Quoi qu’il en soit, et si ces décisions de la cour d’appel de Douai feront assurément date, il faut se garder de sous-estimer les aléas et difficultés auxquels sont confrontés les salariés engagés dans de telles procédures.

Quelles sont les limites d’une telle jurisprudence ?

C’est d’abord la question de la preuve de l’exposition aux substances toxiques qui peut s’avérer assez délicate, en particulier lorsque l’on se situe en dehors des schémas d’exposition « de masse » comme en l’espèce. C’est aussi et surtout la caractérisation du préjudice d’anxiété qui dans bien des cas sera difficile. Enfin, il faut se souvenir que si l’employeur est tenu d’une obligation de sécurité, il peut échapper à sa responsabilité en justifiant qu’il a pris toutes les mesures nécessaires pour assurer la sécurité et protéger la santé physique et mentale des travailleurs.

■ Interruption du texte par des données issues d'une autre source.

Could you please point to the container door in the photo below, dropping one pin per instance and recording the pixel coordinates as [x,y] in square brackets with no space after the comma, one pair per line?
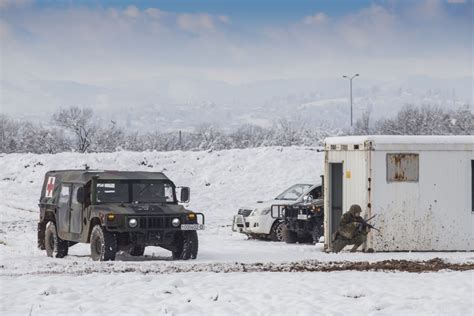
[75,224]
[335,196]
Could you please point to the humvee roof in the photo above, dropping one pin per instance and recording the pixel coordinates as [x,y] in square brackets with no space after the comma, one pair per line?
[84,176]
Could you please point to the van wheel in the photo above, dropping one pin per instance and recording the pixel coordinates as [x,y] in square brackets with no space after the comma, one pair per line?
[276,233]
[55,246]
[136,251]
[103,244]
[186,245]
[290,236]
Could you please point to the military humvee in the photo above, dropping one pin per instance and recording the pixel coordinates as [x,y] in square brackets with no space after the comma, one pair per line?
[303,221]
[115,210]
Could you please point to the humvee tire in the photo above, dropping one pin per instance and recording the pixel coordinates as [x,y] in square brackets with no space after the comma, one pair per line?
[55,246]
[276,233]
[136,251]
[103,244]
[317,233]
[289,236]
[186,245]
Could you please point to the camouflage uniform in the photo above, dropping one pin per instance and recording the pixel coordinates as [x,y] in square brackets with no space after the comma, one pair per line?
[351,231]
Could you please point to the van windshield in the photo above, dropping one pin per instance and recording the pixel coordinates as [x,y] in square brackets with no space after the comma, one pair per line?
[135,192]
[294,192]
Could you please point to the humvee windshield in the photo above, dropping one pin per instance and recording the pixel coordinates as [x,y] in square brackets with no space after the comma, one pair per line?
[294,192]
[135,192]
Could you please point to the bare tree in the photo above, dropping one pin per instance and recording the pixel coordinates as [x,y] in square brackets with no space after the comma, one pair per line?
[80,122]
[8,134]
[109,138]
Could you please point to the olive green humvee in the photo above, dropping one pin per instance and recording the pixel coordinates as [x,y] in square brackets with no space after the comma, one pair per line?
[115,210]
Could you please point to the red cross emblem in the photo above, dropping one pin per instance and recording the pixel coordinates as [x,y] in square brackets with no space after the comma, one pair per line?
[50,187]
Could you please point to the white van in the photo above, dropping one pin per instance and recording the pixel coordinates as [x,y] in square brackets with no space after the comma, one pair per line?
[256,220]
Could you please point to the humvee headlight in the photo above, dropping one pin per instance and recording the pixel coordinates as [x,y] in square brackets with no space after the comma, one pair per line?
[133,222]
[175,222]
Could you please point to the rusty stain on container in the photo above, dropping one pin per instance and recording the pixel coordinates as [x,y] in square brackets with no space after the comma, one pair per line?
[402,167]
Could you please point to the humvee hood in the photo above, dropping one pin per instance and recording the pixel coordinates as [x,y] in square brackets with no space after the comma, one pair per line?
[141,208]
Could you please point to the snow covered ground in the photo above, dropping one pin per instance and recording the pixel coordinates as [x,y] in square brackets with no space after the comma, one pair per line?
[220,182]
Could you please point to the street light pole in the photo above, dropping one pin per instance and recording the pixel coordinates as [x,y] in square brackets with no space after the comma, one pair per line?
[350,87]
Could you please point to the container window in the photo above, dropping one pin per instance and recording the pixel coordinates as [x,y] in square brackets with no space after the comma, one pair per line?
[402,167]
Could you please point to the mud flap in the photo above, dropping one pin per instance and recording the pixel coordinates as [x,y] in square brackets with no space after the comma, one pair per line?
[41,235]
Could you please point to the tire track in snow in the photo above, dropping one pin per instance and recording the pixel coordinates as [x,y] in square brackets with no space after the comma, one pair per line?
[433,265]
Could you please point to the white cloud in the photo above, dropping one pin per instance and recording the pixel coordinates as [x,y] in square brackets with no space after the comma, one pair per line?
[196,23]
[317,18]
[154,12]
[132,11]
[6,4]
[105,45]
[224,19]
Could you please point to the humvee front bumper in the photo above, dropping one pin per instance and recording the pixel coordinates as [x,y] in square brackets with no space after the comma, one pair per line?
[239,225]
[145,223]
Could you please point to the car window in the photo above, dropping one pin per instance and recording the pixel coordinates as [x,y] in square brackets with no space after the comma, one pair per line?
[293,192]
[64,195]
[316,192]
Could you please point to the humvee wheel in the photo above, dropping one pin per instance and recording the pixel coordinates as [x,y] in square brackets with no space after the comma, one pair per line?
[136,251]
[317,232]
[289,236]
[55,246]
[276,233]
[103,244]
[186,245]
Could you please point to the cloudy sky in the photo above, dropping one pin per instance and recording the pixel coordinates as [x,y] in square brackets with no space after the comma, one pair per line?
[113,43]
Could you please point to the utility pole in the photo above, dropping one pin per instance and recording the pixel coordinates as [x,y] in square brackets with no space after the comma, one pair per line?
[350,87]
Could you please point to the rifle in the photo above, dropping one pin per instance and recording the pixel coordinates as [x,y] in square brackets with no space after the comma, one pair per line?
[365,223]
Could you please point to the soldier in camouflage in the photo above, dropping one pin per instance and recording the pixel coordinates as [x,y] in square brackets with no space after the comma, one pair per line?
[352,230]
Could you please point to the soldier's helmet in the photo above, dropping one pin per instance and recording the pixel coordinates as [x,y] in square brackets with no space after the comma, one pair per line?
[355,209]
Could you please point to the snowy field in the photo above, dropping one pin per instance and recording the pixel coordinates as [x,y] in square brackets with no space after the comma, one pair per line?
[221,182]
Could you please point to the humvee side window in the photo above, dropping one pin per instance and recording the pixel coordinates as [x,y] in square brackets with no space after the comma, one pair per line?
[114,192]
[74,194]
[64,195]
[153,192]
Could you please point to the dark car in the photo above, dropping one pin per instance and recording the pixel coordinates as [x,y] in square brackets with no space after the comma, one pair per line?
[115,210]
[303,221]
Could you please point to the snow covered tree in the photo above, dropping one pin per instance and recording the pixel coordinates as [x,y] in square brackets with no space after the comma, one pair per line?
[80,122]
[8,134]
[108,138]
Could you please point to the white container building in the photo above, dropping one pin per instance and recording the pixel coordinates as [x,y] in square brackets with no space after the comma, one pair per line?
[420,188]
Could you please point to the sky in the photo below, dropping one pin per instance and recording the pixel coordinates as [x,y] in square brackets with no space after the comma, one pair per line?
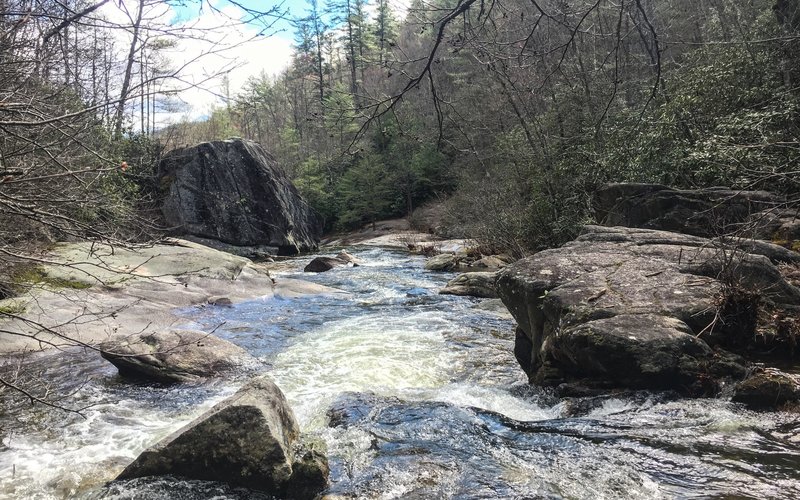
[215,42]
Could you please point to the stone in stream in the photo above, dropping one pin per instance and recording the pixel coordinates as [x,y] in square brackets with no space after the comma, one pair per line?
[249,440]
[767,389]
[442,262]
[323,264]
[477,284]
[637,308]
[174,356]
[235,192]
[491,263]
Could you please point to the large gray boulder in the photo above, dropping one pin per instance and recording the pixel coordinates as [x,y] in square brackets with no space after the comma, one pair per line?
[235,192]
[248,440]
[174,356]
[638,307]
[701,212]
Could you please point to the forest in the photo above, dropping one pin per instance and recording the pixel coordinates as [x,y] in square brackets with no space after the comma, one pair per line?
[507,114]
[426,249]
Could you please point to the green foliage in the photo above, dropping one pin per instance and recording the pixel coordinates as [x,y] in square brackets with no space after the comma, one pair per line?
[364,193]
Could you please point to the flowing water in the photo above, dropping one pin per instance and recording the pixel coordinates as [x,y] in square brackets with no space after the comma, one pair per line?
[415,395]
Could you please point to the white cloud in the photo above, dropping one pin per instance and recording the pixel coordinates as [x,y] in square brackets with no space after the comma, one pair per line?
[213,44]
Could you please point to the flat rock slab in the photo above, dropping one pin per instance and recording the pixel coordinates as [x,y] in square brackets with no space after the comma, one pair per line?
[123,291]
[634,307]
[175,356]
[248,440]
[701,212]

Dans cette affaire, l’employeur ne manquait pas de faire valoir la mise en place de techniques visant à réduire les poussières et soutenait avoir pris des mesures de protection individuelle en distribuant des masques dès 1940. Sa démonstration n’a pas convaincu la cour, et ce sont ici les salariés qui l’ont emporté dans cette confrontation d’attestations et de témoignages, mais nul doute que le débat autour de la réalité du préjudice d’anxiété et des diligences accomplies par l’employeur pour conjurer le risque, d’issue incertaine, se reproduira immanquablement dans chaque instance de ce type.